• Le 7 novembre 1659, avait été signé le Traité des Pyrénées, qui mettait fin à plusieurs décennies de guerre incessante entre les deux royaumes voisins de France et d’Espagne. Parmi les nombreuses décisions entérinées par ce traité, se trouvait celle d’annexer à la France toutes les terres catalanes situées au Nord de la chaîne des Pyrénées. C’est ainsi que le Roussillon, le Vallespir, le Conflent, la Cerdagne, devinrent définitivement français. Notre région avait été en effet un des points principaux de l’affrontement entre les deux puissances, et en 1643, seize ans auparavant, c’est devant les murailles de Perpignan assiégée depuis de longs mois que le roi Louis XIII avait aggravé la maladie qui l’emporta en quelques semaines. C’est dire combien était sensible l’idée que le jeune roi Louis XIV [1] vînt dans la capitale de la nouvelle province, pour en prendre possession symboliquement, après l’avoir fait militairement. Réclamée en vain par certaines élites locales depuis plusieurs années, encouragée par Mazarin en personne, cette visite fut formellement décidée le 6 janvier 1660, lorsque les consuls de Perpignan allèrent à Montpellier présenter au roi l’hommage de leur cité nouvellement conquise. Non seulement, à l’occasion de cette rencontre, Louis confirma-t-il tous les droits et privilèges dont jouissaient les institutions catalanes, mais en plus accepta-t-il de faire un détour sur la route qui le mènerait vers son mariage, à Saint Jean de Luz, durant le printemps de la même année. C’est le 10 avril 1660, donc, que Louis XIV arriva à Perpignan [2]. Hormis la présence de Louis XIII lors du siège de 1643, la cité catalane n’avait pas reçu de visite royale depuis celle de l’Empereur Charles Quint, en 1538. C’est dire si, dans la cité comme dans l’ensemble de la région, cette visite eut un considérable retentissement, d’autant plus qu’une large partie de la famille royale, dont Anne d’Autriche, mère du roi, accompagnait le souverain dans le voyage où il devait prendre épouse.

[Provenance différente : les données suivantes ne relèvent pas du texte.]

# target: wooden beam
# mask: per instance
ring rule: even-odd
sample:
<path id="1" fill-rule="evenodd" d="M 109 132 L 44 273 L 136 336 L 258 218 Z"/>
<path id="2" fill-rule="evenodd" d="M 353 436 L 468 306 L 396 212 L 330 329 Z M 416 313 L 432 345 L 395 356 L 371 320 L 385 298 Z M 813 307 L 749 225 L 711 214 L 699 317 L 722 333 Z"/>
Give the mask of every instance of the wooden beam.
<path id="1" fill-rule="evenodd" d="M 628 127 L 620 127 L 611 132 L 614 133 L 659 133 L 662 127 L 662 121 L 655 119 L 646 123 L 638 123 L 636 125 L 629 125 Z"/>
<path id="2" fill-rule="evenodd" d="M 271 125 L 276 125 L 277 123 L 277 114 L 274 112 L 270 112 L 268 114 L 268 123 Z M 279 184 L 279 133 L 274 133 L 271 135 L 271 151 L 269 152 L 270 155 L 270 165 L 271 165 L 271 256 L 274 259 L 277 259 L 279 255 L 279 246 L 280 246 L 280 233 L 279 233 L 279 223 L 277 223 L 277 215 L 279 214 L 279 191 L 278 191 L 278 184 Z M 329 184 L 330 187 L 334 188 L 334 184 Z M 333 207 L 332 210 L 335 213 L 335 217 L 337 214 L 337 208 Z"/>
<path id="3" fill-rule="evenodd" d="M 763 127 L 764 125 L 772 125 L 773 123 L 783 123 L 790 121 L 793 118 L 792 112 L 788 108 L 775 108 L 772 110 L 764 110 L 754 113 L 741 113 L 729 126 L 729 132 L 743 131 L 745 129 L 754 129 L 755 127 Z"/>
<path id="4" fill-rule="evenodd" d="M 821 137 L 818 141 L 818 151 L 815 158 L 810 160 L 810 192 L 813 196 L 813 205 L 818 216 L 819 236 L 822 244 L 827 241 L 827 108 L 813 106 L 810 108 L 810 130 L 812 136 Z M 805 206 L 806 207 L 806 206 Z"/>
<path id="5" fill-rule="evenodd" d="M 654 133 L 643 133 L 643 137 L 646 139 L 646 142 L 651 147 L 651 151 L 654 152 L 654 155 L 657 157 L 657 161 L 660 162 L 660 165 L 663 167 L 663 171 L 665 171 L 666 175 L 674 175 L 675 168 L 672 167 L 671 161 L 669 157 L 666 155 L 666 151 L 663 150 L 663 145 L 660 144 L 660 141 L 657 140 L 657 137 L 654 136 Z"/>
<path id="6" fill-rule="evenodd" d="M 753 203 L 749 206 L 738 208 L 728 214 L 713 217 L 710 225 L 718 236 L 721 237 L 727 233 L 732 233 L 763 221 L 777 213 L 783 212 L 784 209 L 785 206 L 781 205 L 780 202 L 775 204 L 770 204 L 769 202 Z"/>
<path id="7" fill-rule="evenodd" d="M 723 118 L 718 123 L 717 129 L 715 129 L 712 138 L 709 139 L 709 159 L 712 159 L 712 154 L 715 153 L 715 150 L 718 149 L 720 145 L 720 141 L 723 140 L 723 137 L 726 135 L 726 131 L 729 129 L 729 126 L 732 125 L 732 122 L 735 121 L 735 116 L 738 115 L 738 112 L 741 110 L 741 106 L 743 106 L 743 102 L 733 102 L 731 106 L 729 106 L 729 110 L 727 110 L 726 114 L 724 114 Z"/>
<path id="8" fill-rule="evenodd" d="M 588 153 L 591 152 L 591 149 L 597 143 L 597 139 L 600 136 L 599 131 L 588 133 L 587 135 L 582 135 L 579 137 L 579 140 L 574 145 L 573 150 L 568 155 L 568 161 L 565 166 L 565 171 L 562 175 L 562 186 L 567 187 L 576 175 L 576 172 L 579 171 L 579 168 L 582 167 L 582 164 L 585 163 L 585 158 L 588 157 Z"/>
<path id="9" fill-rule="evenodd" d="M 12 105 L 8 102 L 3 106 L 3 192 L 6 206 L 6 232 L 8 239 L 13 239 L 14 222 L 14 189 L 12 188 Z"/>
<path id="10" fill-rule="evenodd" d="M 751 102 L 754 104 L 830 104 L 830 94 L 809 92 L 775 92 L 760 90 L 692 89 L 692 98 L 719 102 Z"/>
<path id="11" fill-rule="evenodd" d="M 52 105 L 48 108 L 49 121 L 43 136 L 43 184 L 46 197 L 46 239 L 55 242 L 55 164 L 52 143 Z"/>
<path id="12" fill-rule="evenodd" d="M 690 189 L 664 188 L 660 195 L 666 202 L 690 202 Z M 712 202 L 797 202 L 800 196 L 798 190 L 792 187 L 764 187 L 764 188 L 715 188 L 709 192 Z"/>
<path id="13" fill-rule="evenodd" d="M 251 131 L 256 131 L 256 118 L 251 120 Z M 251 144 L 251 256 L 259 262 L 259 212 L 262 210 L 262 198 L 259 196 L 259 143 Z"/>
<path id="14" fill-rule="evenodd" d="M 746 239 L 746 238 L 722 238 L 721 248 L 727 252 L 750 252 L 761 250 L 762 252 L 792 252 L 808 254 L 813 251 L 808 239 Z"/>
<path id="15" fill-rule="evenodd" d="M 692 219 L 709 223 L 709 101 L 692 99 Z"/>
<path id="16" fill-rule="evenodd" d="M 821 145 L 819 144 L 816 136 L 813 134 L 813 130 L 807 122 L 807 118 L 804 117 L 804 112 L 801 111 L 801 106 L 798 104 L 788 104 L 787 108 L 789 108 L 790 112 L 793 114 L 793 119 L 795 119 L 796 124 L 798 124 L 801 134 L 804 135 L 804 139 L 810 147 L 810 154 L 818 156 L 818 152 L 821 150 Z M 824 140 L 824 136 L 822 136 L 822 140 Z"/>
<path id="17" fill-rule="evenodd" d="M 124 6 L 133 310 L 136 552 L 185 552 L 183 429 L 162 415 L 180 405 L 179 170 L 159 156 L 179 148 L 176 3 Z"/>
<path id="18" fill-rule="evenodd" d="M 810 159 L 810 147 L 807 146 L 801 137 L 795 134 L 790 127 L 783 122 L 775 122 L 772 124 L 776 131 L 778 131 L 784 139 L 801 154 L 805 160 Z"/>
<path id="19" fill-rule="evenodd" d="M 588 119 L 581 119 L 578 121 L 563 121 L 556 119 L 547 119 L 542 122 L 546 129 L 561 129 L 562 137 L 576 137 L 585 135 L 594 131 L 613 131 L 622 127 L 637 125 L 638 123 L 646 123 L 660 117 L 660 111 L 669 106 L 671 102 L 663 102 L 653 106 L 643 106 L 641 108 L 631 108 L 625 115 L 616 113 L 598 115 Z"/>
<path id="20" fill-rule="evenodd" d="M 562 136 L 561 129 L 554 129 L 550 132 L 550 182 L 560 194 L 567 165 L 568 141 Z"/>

    Le détour à partir de Narbonne fut, on le devine, long et éprouvant. Le temps était obstinément pluvieux ; la traversée des Corbières fut aride et sauvage ; les étangs se prolongeaient par d’interminables marécages souvent insalubres ; et les rares constructions visibles de la route (dont le vieux fort de Salses) portaient les marques des destructions dues aux combats. Perpignan elle-même avait souffert de ces derniers, et ses murailles n’avaient guère été reconstruites depuis la fin des hostilités. Nul doute que c’est une première impression singulièrement désolée qui s’offrit au roi lorsque le cortège arriva en vue des premières fortifications. Pourtant, la municipalité avait tout fait pour embellir l’accueil réservé aux royaux visiteurs. Surplombée par un immense dais en velours cramoisi, la porte Notre-Dame, jouxtant le Grand Castillet et dont la création datait de la courte période de domination française sous Louis XI (1478), avait été apprêtée pour laisser passer les invités. Ceux-ci avaient été accueillis hors des murs de la cité, selon un cérémonial fort ancien, par une délégation des autorités municipales et provinciales. On ne saura jamais, toutefois, ce qui a poussé le roi à bouleverser le savant protocole mis en place pour l’accueillir dans la ville. Souci de montrer que sa volonté primait sur celle des autorités organisatrices de l’accueil ? Volonté de marquer la continuité avec son lointain aïeul l’Empereur, en reprenant son propre trajet ? Voire, tout simplement, envie chez ce monarque encore jeune de n’en faire qu’à sa tête ? Quoi qu’il en soit, à la grande surprise de la délégation, il refusa de pénétrer dans Perpignan par la porte Notre-Dame, et c’est par la Porte Saint Martin, excentrée à l’Ouest de la cité, que son carrosse fit son entrée, pour se diriger aussitôt vers la cathédrale, où les visiteurs partagèrent le premier de leurs innombrables moments de dévotion.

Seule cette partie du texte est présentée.